According to the report, a large percentage of college students are learning some important lessons about life.
"Clearly, too many students need remedial courses," the report states. "One-third of the nation's first-time, full-time freshmen in college need refresher courses before they are ready for college-level study."
Striving for Goals
In 1988, the commission set a series of goals for education that it hoped to help colleges and secondary schools fulfill by the year 2000. One of them declared, "Four of every five students entering college will be ready to begin college-level work." While the report shows that Southern states have had varying degrees of success in reaching that goal on the senior-college level -- "nearly 80 percent of the students who now enter four-year colleges in most SREB states are ready for college-level work" -- the percentage of entering students needing remediation at two-year institutions is up around 50 percent.
"[W]e cannot claim that we have reached the goal that four of every five students who enter college will be ready to begin college-level work," the report acknowledges.

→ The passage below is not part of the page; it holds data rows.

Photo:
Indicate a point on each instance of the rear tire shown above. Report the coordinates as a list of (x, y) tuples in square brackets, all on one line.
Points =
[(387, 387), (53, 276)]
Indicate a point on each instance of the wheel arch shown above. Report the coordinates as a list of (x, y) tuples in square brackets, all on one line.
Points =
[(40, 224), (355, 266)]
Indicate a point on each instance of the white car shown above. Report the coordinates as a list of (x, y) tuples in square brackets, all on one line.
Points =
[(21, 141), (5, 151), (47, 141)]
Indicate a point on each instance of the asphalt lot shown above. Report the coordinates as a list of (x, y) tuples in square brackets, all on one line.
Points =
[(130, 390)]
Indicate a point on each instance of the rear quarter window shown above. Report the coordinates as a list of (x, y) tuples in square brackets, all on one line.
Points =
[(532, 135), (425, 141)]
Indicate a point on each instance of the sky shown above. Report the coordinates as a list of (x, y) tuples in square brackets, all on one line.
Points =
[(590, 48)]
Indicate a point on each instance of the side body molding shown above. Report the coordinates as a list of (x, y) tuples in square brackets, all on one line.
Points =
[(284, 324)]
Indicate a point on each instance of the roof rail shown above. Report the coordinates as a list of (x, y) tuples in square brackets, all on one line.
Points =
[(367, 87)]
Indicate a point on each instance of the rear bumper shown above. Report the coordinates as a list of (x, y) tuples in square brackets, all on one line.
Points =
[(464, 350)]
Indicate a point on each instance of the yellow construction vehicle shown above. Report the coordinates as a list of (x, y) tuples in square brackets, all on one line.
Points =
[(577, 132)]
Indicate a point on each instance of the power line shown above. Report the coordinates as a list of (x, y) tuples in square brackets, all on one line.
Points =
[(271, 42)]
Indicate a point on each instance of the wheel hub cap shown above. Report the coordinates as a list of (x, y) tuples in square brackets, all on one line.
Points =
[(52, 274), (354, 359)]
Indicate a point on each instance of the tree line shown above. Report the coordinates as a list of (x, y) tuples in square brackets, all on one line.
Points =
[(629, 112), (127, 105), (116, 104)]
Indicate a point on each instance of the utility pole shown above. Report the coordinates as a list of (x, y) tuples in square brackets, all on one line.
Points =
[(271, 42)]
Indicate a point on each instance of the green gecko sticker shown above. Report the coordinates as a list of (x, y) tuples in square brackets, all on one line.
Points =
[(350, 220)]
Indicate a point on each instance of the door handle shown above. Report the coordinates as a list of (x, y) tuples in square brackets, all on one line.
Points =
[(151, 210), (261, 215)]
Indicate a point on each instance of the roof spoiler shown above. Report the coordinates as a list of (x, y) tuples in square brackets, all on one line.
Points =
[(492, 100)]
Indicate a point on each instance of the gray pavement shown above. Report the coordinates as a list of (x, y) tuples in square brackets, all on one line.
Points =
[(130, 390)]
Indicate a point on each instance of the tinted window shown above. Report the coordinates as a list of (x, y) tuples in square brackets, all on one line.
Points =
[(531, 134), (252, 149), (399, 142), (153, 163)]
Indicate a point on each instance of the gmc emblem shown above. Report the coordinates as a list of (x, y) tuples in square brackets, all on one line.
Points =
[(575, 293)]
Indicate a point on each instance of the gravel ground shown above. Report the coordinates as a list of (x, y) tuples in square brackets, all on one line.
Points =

The report's claim that there "is no `typical' remedial student" is echoed at Prince George's. The report says that remedial students generally fall into two different categories, and officials at the two-year school illustrate the point by discussing the demographics of day classes as opposed to night classes.
"During the day, it's all high school students," James says. "In the evening, it's all the older adult students getting off from work."
Remediation has become standard fare for many students entering college directly from high school. But Prince George's officials back up the report's assertion that older students also need remedial help.
"We have folks here for a wide variety of reasons," says Veronica S. Norwood, the recently retired chair of the division of educational development. "Because some of them have been out of school for so long, they need some help [getting reacclimated to the college experience]. But for most of them, a refresher course is all they need."
And while the report suggests that the policies of state governments could play a pivotal role in reducing remediation, it does not offer a clear-cut answer as to who should be responsible for remedial education -- four-year institutions, two-year institutions or the K-12 systems. The report does say, however, that taking the right courses in high school will reduce a student's need for remediation.
At Prince George's, all first-time entering students are tested in the three developmental skill areas -- math, reading and English. Of the 1,663 students who entered the school last fall, 1,295 (78 percent) needed at least one developmental course. Yet despite that percentage, the institution's developmental education program is considered one of the finest remedial education programs in the country.